Tem sido assim o trabalho do
artista americano David Lynch:
uma explosão de transformações e evaporações de sujeitos.
"Bem... Eu não sei", responde
Lynch, 61, à Folha, sobre o porquê de uma dedicação tão grande à metamorfose em sua carreira artística, marcada por filmes desafiadores, capazes de
dar nós em muitas cabeças, como "A Estrada Perdida" e o novo "Inland Empire".
A resposta veio para o riso e a
perplexidade de um grupo de
jornalistas atentos ao cineasta
logo após um "tour" pela impressionante exposição "The
Air Is on Fire", que a Fundação
Cartier de Arte Contemporânea abre para o público na capital francesa amanhã, com um
inédito retrato do quase desconhecido trabalho de Lynch em
artes plásticas.
Na imponente sede da fundação, um edifício de aço e vidro, estão reunidos, em três
ambientes, mais de 500 desenhos, duas dezenas de quadros,
centenas de fotografias e outras tantas alteradas por ele no
computador.
Lynch tenta fazer consigo o
que faz com seus personagens:
quer desaparecer, confundir-se
com sua obra. O "não sei" se
junta a várias respostas em que
ele recusa uma posição reflexiva. Em seu rosto, expressões de
sofrimento para responder e
uns poucos sorrisos de ironia.
Diante do questionamento sobre o uso do azul nas telas, ele
diz apenas que gosta da cor.
Prefere atribuir sua arte à libertação produzida pela meditação transcendental, que ele
pratica há 33 anos.
"O que digo na pintura que
não posso dizer nos filmes é o
que você vê na pintura. Cada
arte tem seu mundo, e ele é
sempre um mundo sem palavras", diz Lynch.
Referências
Mas ele não consegue evitar.
Há conexões demais. Embora
queira fazer sua direção sempre misturando os sentidos,
Lynch significa. Por exemplo,
Bob, personagem central da série de enormes pinturas que
ocupam a sala principal do primeiro piso. É, segundo ele, "alguém que experimenta as coisas no mundo". Até para responder sobre a conexão entre
este e outro Bob, o da série de
TV "Twin Peaks", ele quer soar
hermético. Diz: "É outro. Existem muitas pessoas no mundo
chamadas Bob". Mas ficam claras as relações com suas obsessões habituais.
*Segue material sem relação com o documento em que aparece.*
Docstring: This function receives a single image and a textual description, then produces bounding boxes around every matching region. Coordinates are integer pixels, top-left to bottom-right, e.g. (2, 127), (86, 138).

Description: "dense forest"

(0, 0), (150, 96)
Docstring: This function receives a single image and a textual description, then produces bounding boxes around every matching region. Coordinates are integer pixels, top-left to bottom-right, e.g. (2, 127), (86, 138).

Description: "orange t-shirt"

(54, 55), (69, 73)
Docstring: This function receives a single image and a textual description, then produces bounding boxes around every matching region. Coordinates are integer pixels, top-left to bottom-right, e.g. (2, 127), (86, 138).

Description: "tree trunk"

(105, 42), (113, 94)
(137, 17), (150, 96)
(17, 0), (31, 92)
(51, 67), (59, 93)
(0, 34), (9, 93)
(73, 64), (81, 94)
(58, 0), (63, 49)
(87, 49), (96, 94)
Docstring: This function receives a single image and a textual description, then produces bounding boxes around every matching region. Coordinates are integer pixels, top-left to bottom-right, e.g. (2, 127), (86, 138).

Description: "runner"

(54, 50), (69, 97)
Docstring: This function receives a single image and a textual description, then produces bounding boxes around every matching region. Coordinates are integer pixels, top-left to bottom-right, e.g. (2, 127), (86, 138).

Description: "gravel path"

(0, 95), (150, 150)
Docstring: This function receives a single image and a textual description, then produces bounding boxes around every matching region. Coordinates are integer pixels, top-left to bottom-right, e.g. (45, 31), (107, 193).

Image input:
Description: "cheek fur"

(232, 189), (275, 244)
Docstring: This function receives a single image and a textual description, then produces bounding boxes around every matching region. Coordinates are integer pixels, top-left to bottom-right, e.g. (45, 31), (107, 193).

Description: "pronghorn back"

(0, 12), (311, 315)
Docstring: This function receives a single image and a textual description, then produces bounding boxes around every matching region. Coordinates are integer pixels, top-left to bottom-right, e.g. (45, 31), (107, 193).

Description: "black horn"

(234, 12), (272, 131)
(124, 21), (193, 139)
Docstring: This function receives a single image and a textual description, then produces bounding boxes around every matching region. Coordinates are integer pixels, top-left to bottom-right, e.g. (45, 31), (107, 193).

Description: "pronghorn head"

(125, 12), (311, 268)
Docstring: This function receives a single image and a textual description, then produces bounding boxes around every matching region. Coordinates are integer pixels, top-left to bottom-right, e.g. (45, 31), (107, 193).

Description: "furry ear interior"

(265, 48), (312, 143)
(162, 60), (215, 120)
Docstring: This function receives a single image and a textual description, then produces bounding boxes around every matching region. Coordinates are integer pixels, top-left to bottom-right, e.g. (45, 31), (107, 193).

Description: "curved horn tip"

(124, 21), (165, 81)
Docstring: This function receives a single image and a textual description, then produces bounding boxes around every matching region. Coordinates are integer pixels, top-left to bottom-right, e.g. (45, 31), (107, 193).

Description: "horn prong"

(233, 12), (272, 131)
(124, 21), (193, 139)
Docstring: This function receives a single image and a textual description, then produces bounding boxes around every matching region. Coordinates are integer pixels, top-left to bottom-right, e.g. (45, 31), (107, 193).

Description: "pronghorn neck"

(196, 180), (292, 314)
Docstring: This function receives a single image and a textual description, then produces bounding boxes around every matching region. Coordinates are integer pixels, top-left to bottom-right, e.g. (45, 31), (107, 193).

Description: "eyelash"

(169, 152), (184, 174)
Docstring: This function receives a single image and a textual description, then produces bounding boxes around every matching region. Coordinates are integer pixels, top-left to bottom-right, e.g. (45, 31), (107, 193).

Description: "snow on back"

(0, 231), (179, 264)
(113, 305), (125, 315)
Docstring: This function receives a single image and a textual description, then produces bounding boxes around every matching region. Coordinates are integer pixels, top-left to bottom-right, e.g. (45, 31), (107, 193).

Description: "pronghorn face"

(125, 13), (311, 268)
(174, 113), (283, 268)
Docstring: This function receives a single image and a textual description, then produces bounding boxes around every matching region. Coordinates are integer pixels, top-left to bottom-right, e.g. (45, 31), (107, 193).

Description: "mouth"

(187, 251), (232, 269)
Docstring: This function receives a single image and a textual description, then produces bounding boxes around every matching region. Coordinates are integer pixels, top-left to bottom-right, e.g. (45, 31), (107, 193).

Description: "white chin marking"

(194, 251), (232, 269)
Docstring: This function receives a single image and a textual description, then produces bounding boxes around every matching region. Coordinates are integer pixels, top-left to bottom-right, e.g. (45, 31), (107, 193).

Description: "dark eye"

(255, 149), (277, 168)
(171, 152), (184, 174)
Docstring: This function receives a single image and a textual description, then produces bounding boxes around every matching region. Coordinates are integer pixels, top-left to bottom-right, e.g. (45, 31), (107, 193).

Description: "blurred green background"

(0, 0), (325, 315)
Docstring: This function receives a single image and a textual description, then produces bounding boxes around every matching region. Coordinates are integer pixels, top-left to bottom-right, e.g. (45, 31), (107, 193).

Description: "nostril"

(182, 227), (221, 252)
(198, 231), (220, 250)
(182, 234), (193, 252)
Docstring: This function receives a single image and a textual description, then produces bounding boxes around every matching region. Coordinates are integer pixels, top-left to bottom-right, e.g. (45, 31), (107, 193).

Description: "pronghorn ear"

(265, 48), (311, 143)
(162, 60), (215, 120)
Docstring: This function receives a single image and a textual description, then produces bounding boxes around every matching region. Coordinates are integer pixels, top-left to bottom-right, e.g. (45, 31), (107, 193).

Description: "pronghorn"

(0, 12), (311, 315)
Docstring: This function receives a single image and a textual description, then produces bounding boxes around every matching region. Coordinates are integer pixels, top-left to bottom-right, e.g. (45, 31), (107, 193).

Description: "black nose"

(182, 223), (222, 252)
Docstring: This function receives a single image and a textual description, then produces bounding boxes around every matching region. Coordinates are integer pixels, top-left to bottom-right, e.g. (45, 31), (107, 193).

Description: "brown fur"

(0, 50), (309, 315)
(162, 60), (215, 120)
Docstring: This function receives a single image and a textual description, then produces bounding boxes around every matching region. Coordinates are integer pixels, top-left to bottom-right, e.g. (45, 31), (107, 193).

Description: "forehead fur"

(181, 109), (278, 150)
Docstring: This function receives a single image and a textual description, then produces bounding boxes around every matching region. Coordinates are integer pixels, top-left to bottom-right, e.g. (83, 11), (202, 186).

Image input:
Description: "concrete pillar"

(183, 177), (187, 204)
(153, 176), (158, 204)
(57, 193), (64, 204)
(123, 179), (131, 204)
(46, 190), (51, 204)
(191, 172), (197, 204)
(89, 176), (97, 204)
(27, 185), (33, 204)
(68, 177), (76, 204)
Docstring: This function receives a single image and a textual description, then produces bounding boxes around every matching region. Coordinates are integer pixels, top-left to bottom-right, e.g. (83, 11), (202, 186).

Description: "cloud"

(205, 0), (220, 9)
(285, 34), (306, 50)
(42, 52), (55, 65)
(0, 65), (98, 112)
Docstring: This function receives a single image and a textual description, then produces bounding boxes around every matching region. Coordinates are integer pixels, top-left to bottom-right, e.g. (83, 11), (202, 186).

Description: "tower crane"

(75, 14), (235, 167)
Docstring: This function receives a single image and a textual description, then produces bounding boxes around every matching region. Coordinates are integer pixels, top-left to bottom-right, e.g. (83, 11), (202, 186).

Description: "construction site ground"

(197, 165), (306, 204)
O som, por exemplo: ao longo
da mostra, pode-se ouvir uma
mesma e contínua música, "climática", "atmosférica", industrial, que poderia estar na trilha
sonora de "Eraserhead", seu
primeiro longa -assim como
saiu claramente do teatro bizarro do filme o visual do cineminha montado no subsolo para exibir alguns vídeos.
Em alguns pontos da mostra,
o visitante pode apertar um botãozinho e acrescentar à música, aleatoriamente, algum efeito sonoro industrial.
"Amo indústrias, máquinas,
sons de máquinas, eletricidade.
Mas, no cinema, o som e os efeitos sonoros têm que casar com
as cenas. Na exposição de pintura, a idéia é diferente. Quero
criar uma atmosfera, um clima
fluido."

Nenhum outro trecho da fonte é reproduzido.